Gli istituti di credito in Libano tirano la ripresa e stimolano una crescita che non si vedeva dagli anni 90. Il Pil procede al galoppo balzando dell’8,5%, i turisti ritornano a visitare il Paese (+35%) e il settore delle costruzioni sta rimettendo in piedi i ponteggi (+31%). Nuovo miracolo del Paese dei cedri. Possibile? E come? Lo staterello peggio assortito del Medio Oriente, diviso da 18 etnie e gruppi religiosi, retto da un repubblica semipresidenziale tra le più litigiose al mondo, sempre in tensione tra la protezione siro-iraniana e saudita-statunitense, ha vinto la sua battaglia economica grazie a due soli fattori: tante regole e i risparmi degli emigrati all’estero.

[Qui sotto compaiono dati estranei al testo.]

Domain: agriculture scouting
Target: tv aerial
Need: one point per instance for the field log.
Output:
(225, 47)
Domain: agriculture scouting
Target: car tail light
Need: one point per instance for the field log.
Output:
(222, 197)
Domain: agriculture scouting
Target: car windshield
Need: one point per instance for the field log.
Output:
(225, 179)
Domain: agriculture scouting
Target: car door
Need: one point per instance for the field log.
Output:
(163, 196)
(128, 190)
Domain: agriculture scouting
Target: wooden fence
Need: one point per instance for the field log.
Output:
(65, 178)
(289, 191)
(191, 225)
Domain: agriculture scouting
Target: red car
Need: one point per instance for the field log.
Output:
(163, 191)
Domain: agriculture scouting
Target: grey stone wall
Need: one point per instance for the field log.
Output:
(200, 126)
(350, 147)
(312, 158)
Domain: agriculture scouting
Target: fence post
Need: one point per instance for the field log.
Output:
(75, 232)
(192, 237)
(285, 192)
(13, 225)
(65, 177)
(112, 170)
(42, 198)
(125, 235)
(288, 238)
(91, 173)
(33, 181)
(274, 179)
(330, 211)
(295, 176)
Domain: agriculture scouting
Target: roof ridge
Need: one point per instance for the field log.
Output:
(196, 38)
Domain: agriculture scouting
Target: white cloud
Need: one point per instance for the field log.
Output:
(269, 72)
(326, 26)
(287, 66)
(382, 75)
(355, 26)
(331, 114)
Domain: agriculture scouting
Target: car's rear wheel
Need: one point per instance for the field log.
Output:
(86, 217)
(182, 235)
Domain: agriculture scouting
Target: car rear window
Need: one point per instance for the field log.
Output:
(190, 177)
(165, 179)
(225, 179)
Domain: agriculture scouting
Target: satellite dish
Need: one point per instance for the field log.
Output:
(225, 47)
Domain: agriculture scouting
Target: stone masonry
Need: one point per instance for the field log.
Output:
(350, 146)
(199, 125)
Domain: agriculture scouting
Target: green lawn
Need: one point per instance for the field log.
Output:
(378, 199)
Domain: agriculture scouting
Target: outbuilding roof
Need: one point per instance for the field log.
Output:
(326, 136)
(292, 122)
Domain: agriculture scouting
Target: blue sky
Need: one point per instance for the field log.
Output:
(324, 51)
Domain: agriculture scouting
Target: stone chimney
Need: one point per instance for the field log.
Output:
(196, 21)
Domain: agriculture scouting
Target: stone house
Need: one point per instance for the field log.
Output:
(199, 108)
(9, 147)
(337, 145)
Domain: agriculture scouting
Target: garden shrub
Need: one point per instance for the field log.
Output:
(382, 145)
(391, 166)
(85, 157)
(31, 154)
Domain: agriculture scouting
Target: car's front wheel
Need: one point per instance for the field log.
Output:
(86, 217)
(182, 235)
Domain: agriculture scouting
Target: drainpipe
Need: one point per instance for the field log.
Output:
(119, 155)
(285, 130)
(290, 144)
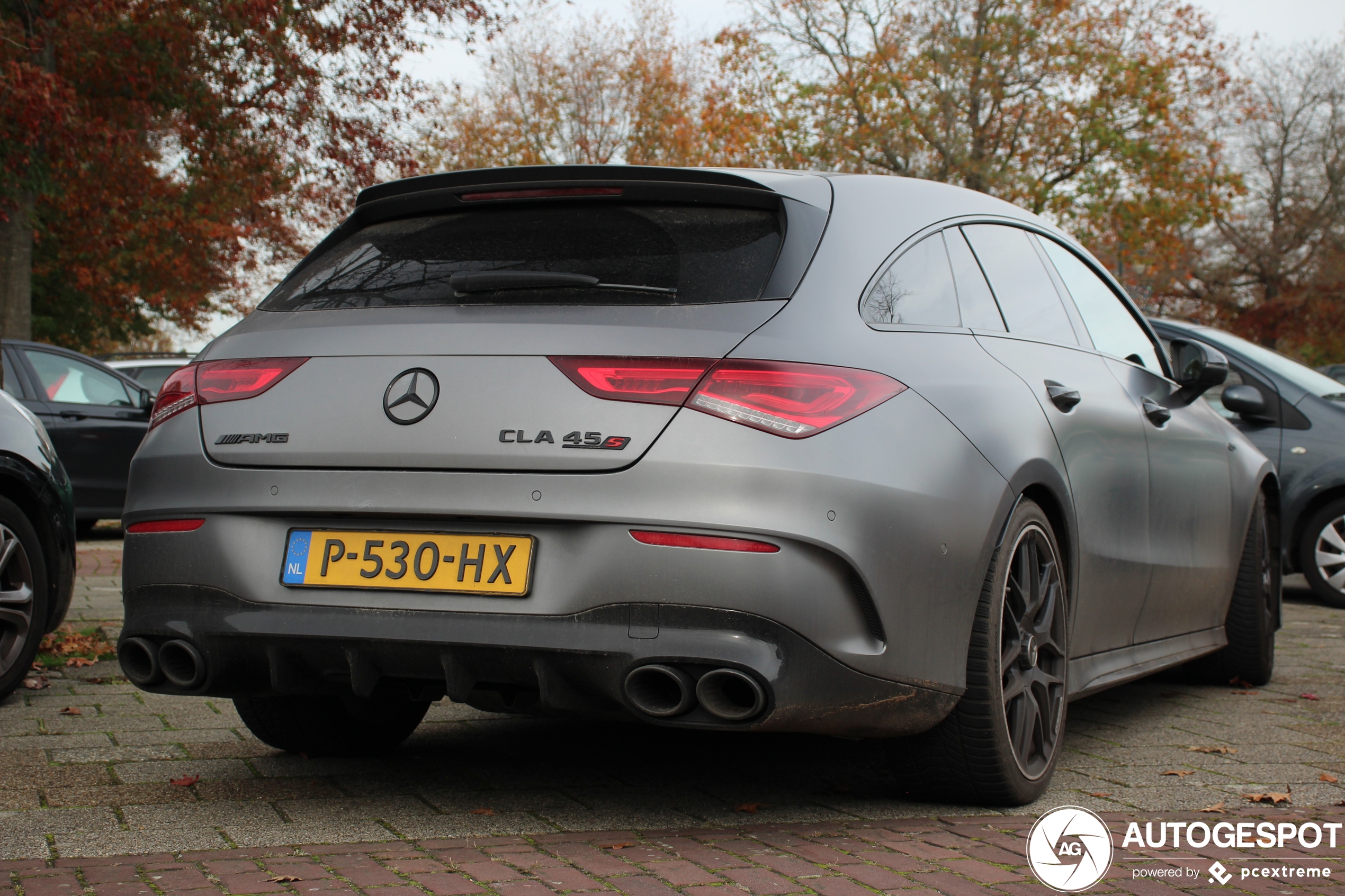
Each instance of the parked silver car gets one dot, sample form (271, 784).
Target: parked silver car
(718, 449)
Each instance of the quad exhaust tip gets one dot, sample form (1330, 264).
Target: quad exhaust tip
(731, 695)
(139, 660)
(661, 691)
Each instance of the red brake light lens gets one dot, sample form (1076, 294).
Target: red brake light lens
(651, 381)
(166, 526)
(233, 381)
(794, 401)
(175, 395)
(706, 542)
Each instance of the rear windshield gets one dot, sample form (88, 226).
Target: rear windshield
(623, 254)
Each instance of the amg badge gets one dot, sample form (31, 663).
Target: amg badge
(252, 437)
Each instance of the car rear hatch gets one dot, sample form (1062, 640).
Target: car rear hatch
(446, 325)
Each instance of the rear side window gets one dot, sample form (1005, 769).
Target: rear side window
(917, 289)
(65, 379)
(1110, 323)
(1023, 286)
(564, 254)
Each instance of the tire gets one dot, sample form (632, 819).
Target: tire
(1253, 613)
(1321, 543)
(326, 726)
(23, 595)
(992, 749)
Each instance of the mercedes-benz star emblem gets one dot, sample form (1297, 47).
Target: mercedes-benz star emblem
(410, 397)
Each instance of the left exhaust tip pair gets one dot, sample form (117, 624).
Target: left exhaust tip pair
(177, 662)
(663, 692)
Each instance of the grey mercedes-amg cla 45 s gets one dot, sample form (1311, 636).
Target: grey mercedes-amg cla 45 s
(739, 450)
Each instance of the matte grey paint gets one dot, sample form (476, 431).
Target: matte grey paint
(940, 465)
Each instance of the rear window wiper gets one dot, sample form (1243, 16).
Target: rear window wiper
(489, 281)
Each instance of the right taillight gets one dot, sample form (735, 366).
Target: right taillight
(788, 400)
(213, 382)
(175, 395)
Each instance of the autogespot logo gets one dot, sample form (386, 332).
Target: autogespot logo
(1070, 849)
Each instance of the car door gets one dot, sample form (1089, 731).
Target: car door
(1098, 428)
(96, 423)
(1189, 481)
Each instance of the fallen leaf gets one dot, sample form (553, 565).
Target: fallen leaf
(1271, 798)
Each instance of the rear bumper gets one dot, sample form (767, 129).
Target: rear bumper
(522, 663)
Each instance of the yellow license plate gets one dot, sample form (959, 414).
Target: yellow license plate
(466, 563)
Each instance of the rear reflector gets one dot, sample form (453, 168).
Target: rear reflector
(238, 379)
(794, 401)
(166, 526)
(541, 194)
(706, 542)
(651, 381)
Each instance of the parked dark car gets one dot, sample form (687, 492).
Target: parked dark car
(95, 415)
(1296, 415)
(37, 539)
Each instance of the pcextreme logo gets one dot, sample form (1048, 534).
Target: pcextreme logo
(1070, 849)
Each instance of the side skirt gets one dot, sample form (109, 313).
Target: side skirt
(1100, 671)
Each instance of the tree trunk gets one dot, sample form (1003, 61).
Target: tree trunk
(16, 269)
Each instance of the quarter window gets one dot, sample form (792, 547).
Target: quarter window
(1023, 286)
(1110, 323)
(65, 379)
(917, 289)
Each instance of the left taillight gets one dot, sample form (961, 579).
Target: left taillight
(213, 382)
(788, 400)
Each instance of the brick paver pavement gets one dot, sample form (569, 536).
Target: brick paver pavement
(96, 784)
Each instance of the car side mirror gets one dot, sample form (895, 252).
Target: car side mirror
(1244, 400)
(1197, 368)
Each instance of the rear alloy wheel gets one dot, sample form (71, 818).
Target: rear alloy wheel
(1001, 742)
(1321, 554)
(23, 595)
(1253, 613)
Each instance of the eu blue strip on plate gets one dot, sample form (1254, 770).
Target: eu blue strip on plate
(297, 558)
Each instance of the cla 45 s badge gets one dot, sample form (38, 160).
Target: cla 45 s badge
(571, 440)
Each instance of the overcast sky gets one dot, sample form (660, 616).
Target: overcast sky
(1274, 22)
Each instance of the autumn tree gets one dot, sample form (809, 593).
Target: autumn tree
(1273, 263)
(598, 93)
(154, 152)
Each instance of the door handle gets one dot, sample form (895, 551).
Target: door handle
(1063, 397)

A Beirut la Banca centrale, diversamente da altrove, ha posto fermi paletti alla finanziarizzazione delle banche locali. Divieto di acquisto di titoli sui mutui subprime, zero cartolarizzazioni spericolate sugli immobili e derivati messi all’indice. L’etica della prudenza innanzitutto nel segno della finanza islamica. E anche sulla leva del debito, le banche libanesi hanno avuto le mani legate. Libere di partecipare ad investimenti immobiliari, ma solo fino al 60% del valore della commessa. Vale a dire che sul mattone, devono essere anche gli imprenditori a mettere i quattrini. Così sugli investimenti finanziari.
Il risultato è un settore del credito forse poco dinamico, ma con in cassa una montagna di liquidità, che finisce in prestiti “sicuri” alle famiglie, alle piccole e medie imprese. I depositi sono l’altra manna che fa correre il Libano. Il 20% del Pil dipende dalla rimesse, dai soldi (circa sei miliardi di dollari) inviati dall’estero dagli emigrati. Si tratta della percentuale procapite, su 4 milioni di abitanti, più alta al mondo.